Perhaps it’s because many of these young men are not yet thinking about marriage and families, but it doesn’t seem to occur to them that it’s nearly impossible for the average family to have a comfortable life on one income anymore. Not supporting women in having full opportunities for good careers, and earned advancement without having to navigate harassment and gender prejudice is pretty much shooting yourself (at least your future family) in the foot. Mostly only upper-middle-class and rich families can afford to have one person who stays home and takes care of everything related to the house and kids.
And although there are some women who aspire to that, overwhelmingly younger women do not.
Gerson found that when the demands of daily living and the organization of work make it hard to live out egalitarian ideals, men and women have different fallback positions. Of the young men who wanted egalitarian marriages, 60 percent said that if this was out of reach, they would choose some kind of modified male breadwinner marriage, in which they earned the bulk of family income and their partner took care of most family obligations. The reaction of young women, however, was strikingly different. Eighty percent of them told Gerson they would rather go it alone than be in a traditional or even a modified traditional marriage. (emphasis mine)
Coontz, Stephanie. Marriage, a History (p. 300). Penguin Publishing Group. Kindle Edition.
I honestly don’t know what’s going to happen next when such a large percentage of younger men have such a warped impression of what equality looks like in practice and not just in theory. In the UK a recent survey indicated that 50% of young men thought that feminism was a barrier to their ability to succeed — although at the same time, the number of men who identify as feminists had also increased.
“Men’s rights and anti-feminism are increasingly becoming a slip road to the far right, appealing to young men feeling emasculated in an age of changing social norms,” the report said.

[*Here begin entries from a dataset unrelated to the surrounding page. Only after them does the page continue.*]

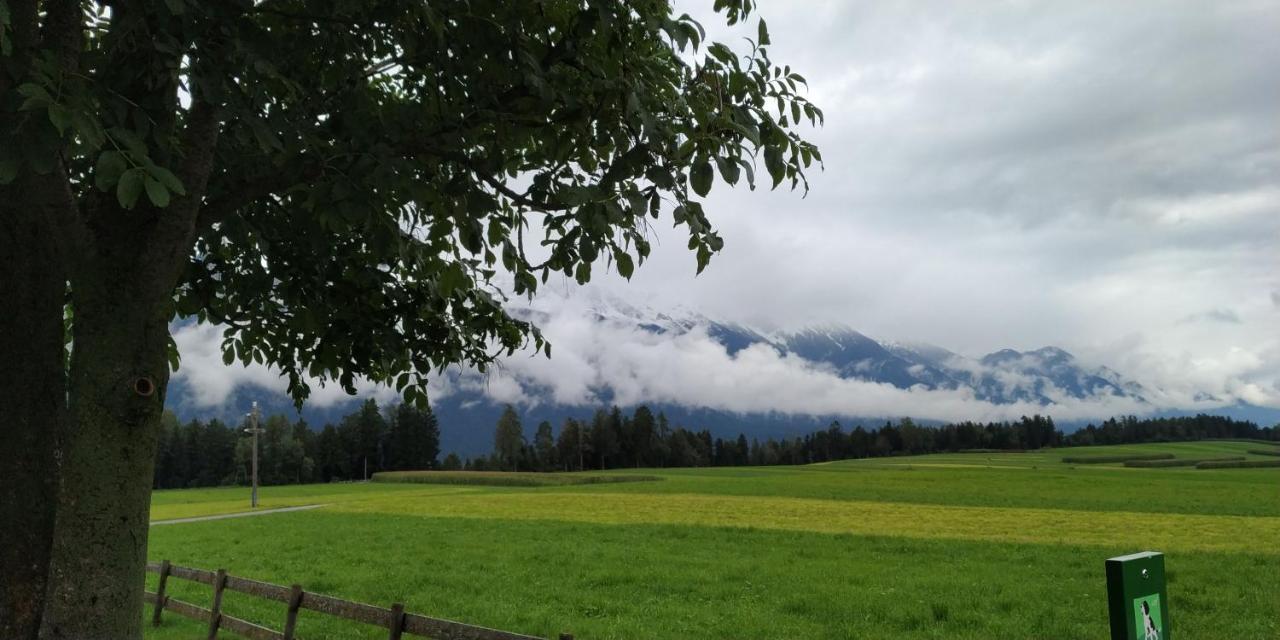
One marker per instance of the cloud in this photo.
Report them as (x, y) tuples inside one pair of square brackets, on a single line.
[(211, 383), (1097, 176), (1214, 315)]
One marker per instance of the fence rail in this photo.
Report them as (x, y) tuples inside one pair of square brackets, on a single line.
[(394, 620)]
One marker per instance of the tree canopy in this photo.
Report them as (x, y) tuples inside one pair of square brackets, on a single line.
[(351, 188)]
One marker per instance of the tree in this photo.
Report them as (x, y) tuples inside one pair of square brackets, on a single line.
[(361, 435), (452, 462), (412, 438), (334, 183), (544, 443), (508, 439)]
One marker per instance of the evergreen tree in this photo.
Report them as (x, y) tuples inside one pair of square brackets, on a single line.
[(508, 439), (544, 446)]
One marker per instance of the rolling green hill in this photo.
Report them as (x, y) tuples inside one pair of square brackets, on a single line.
[(951, 545)]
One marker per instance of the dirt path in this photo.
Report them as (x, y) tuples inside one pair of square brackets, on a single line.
[(240, 515)]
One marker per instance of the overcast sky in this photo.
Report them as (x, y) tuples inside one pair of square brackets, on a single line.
[(1102, 177)]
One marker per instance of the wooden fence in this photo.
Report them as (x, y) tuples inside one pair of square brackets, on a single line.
[(394, 620)]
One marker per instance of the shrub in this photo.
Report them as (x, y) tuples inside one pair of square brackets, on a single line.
[(1100, 460)]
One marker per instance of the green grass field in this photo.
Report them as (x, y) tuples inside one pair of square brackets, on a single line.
[(974, 545)]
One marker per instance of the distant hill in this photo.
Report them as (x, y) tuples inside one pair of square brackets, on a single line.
[(1038, 378)]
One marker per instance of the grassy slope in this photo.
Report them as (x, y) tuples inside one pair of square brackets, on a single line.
[(958, 545)]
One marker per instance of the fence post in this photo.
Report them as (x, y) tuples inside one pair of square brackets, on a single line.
[(215, 612), (397, 622), (164, 577), (291, 620)]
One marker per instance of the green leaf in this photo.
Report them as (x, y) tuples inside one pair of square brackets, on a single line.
[(451, 279), (700, 177), (60, 117), (775, 164), (37, 97), (129, 187), (110, 167), (156, 193), (625, 265), (728, 168), (8, 167), (167, 178)]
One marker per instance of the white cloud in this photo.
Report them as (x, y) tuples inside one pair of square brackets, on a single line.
[(1096, 176)]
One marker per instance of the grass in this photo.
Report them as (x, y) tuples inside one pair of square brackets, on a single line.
[(506, 479), (1102, 460), (1239, 464), (1176, 462), (969, 545)]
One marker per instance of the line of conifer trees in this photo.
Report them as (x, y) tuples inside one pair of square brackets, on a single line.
[(214, 453), (612, 439), (406, 438)]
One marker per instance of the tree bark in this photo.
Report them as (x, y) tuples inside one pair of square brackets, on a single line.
[(117, 383), (32, 392)]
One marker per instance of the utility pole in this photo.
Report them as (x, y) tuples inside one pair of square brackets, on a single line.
[(254, 430)]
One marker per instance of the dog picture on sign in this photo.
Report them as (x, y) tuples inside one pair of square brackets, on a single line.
[(1147, 618)]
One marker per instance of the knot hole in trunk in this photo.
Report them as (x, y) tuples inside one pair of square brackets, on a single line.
[(144, 387)]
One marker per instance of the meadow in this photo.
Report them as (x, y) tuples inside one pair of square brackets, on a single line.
[(972, 545)]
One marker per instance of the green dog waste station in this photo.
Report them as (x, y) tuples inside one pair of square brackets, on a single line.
[(1137, 598)]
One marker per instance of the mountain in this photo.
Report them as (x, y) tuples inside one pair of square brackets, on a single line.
[(1045, 376)]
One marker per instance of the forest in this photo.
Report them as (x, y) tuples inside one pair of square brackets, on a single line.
[(403, 437)]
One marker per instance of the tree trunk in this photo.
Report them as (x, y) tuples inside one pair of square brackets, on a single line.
[(117, 383), (32, 392)]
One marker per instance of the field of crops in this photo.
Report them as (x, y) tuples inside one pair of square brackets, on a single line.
[(969, 545)]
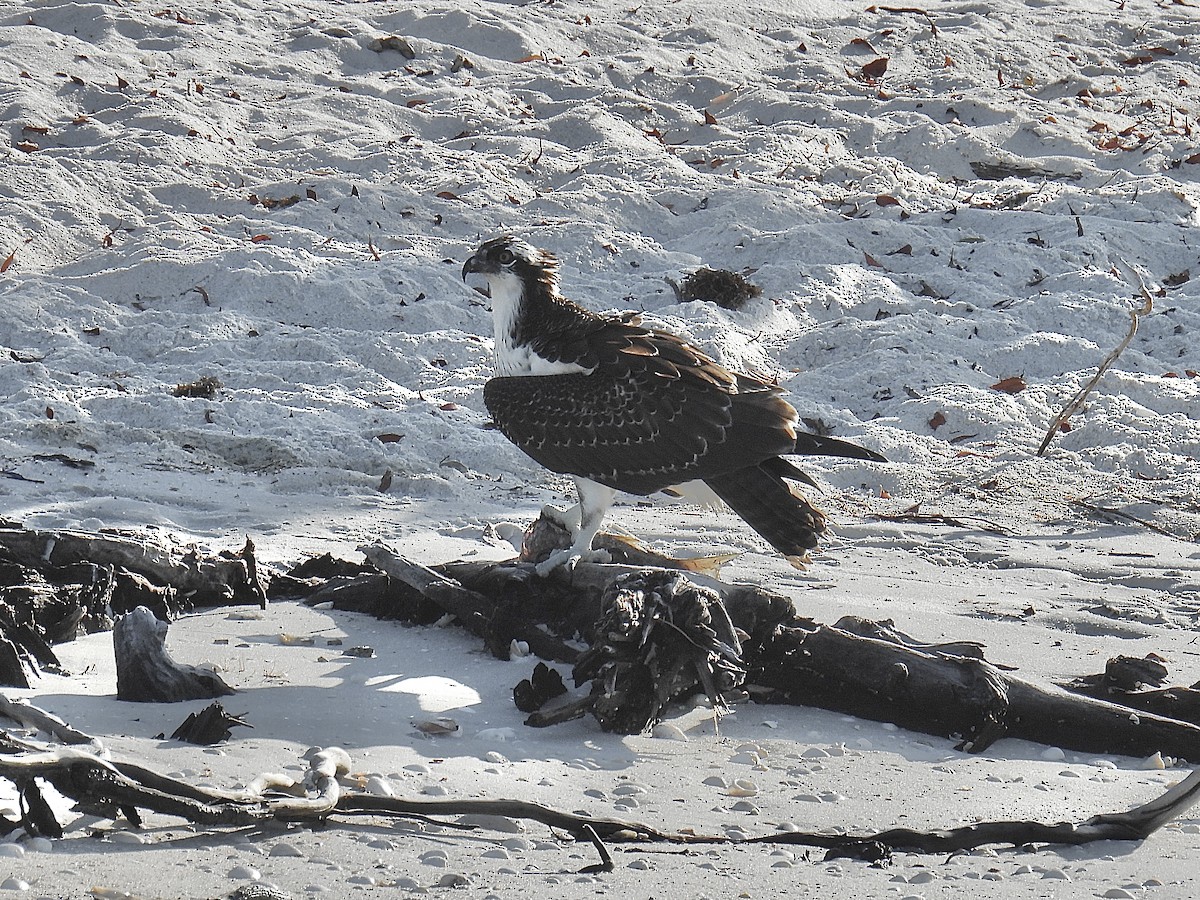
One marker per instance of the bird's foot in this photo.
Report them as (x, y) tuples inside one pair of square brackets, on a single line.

Although the survey represented a widespread belief that feminism is at the expense of men, gender equality actually improves men’s lives. The World Health Organization found that in 41 European countries, men’s health was weaker in more gender-unequal societies. Men also report they are more satisfied with life when women have more rights. Global Citizen
I don’t know how we get men and particularly younger men to realize that.